How AI Understands Images: Vision Transformers Explained

The first time I tried to explain to a colleague how GPT-4o "sees" an image, I said something like "it converts the image into tokens, similar to how it tokenises text." He thought I was being reductive. Then I showed him the actual ViT paper, and we both stared at the architecture diagram for a while. It really is that direct. An image gets cut into a grid of fixed-size patches. Each patch becomes a vector. Those vectors go into a transformer. The transformer does attention. That is the whole story, and it is remarkable that something so conceptually simple outperforms 20 years of convolutional network research on most tasks.

This post is for engineers who already know how transformers work on text and want to understand how the same architecture handles images. I will go from the original ViT paper's idea through CLIP and vision-language models to the practical details that affect your code today.
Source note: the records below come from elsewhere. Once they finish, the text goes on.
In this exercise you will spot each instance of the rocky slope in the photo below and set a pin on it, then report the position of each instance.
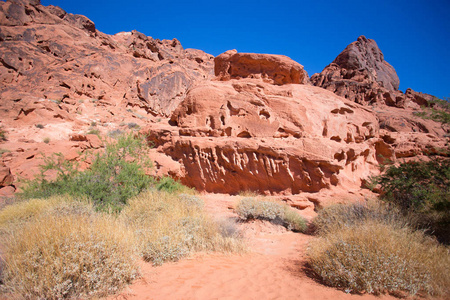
(236, 122)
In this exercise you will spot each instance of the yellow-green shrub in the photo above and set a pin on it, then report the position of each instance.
(168, 227)
(253, 208)
(375, 252)
(64, 250)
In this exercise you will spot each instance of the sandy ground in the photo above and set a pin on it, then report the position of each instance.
(274, 268)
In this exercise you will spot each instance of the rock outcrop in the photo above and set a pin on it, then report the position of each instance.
(360, 73)
(257, 125)
(276, 69)
(249, 135)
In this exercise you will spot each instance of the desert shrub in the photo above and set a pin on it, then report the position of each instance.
(170, 226)
(133, 125)
(253, 208)
(376, 258)
(93, 131)
(54, 249)
(115, 175)
(349, 215)
(421, 188)
(2, 134)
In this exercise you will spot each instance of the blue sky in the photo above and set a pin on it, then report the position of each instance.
(413, 35)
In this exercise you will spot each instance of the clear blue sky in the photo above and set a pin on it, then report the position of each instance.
(413, 35)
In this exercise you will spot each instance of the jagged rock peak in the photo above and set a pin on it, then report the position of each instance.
(275, 69)
(364, 54)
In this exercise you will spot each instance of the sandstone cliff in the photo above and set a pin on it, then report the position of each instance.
(240, 121)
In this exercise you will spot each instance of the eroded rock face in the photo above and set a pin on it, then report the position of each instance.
(256, 126)
(276, 69)
(361, 74)
(67, 58)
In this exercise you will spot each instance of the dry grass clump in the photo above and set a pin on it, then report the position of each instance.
(375, 252)
(169, 226)
(253, 208)
(343, 216)
(13, 216)
(63, 249)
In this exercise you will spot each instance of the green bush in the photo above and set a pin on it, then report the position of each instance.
(421, 188)
(377, 258)
(371, 248)
(349, 215)
(116, 174)
(170, 226)
(252, 208)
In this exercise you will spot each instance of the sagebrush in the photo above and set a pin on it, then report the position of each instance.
(369, 249)
(253, 208)
(421, 188)
(55, 248)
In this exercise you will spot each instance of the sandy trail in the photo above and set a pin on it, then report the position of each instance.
(273, 269)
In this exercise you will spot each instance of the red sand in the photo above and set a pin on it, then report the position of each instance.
(273, 269)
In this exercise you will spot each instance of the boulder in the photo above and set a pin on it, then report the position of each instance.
(276, 69)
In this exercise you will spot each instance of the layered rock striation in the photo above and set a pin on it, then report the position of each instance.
(240, 121)
(360, 73)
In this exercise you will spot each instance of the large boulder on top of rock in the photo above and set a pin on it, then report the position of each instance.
(360, 73)
(250, 135)
(276, 69)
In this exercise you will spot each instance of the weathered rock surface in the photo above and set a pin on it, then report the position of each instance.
(360, 73)
(258, 125)
(277, 69)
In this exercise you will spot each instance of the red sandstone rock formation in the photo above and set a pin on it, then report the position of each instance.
(277, 69)
(257, 126)
(361, 74)
(50, 54)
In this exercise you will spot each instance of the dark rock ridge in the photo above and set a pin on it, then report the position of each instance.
(276, 69)
(361, 74)
(257, 125)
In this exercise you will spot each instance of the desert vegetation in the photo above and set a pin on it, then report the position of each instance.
(371, 248)
(421, 189)
(2, 134)
(254, 208)
(81, 234)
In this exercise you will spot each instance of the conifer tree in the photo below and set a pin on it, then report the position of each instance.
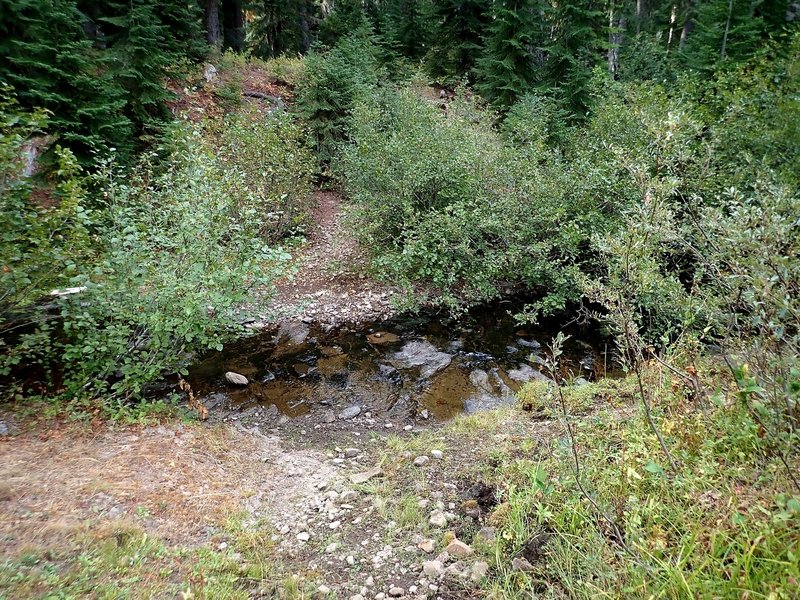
(49, 61)
(508, 68)
(406, 26)
(575, 48)
(458, 38)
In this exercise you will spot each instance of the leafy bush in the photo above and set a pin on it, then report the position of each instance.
(724, 526)
(433, 196)
(288, 69)
(178, 251)
(181, 255)
(273, 164)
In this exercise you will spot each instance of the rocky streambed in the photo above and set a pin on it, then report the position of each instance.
(385, 374)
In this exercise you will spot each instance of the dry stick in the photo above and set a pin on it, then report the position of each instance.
(645, 401)
(574, 447)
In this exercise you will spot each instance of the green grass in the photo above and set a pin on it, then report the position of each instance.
(125, 562)
(726, 525)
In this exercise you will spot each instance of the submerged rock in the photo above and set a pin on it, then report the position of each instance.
(484, 402)
(525, 373)
(421, 354)
(382, 337)
(480, 379)
(350, 412)
(292, 332)
(236, 379)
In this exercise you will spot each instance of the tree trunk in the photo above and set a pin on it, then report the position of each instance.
(615, 29)
(213, 30)
(233, 24)
(727, 30)
(640, 8)
(672, 19)
(304, 30)
(688, 26)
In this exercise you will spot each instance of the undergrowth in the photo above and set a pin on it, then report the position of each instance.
(725, 525)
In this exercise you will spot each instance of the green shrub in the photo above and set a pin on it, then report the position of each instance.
(274, 166)
(288, 69)
(179, 250)
(41, 238)
(181, 254)
(440, 201)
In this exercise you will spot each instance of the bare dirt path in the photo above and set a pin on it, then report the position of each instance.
(331, 285)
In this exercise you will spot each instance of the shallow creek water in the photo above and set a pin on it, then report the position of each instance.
(418, 366)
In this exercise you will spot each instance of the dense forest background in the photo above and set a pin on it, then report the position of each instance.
(99, 67)
(629, 165)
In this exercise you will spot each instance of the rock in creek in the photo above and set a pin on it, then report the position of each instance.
(236, 379)
(350, 412)
(421, 354)
(292, 332)
(484, 402)
(525, 373)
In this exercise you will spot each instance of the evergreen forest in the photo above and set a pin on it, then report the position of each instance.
(400, 299)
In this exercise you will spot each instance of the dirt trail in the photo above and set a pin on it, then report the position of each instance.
(331, 286)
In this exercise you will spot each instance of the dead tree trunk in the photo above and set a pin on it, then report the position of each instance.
(213, 29)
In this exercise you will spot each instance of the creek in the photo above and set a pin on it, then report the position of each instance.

Why convolutions stopped being enough

Convolutional neural networks (CNNs) dominated computer vision from roughly 2012 (AlexNet) to 2020. The core idea: slide a small filter over an image, multiply each pixel by the filter weights, sum the result. Stack many such layers, and the network learns to detect edges, then shapes, then objects. CNNs have useful inductive biases baked in — translation equivariance (the same object anywhere in the image activates the same filter) and local connectivity (each filter looks at a small neighbourhood, not the whole image).

Those inductive biases are also CNN's limitations. They struggle to model long-range dependencies. To detect that the object in the top-left corner relates to the object in the bottom-right corner, a CNN has to stack enough layers that the receptive field eventually spans the full image. That is expensive in depth and compute.

Transformers have no such constraint. Self-attention computes relationships between every position and every other position in a single operation. If you can get an image into a form that a transformer can process, it can model relationships across the full spatial extent of the image in the very first layer.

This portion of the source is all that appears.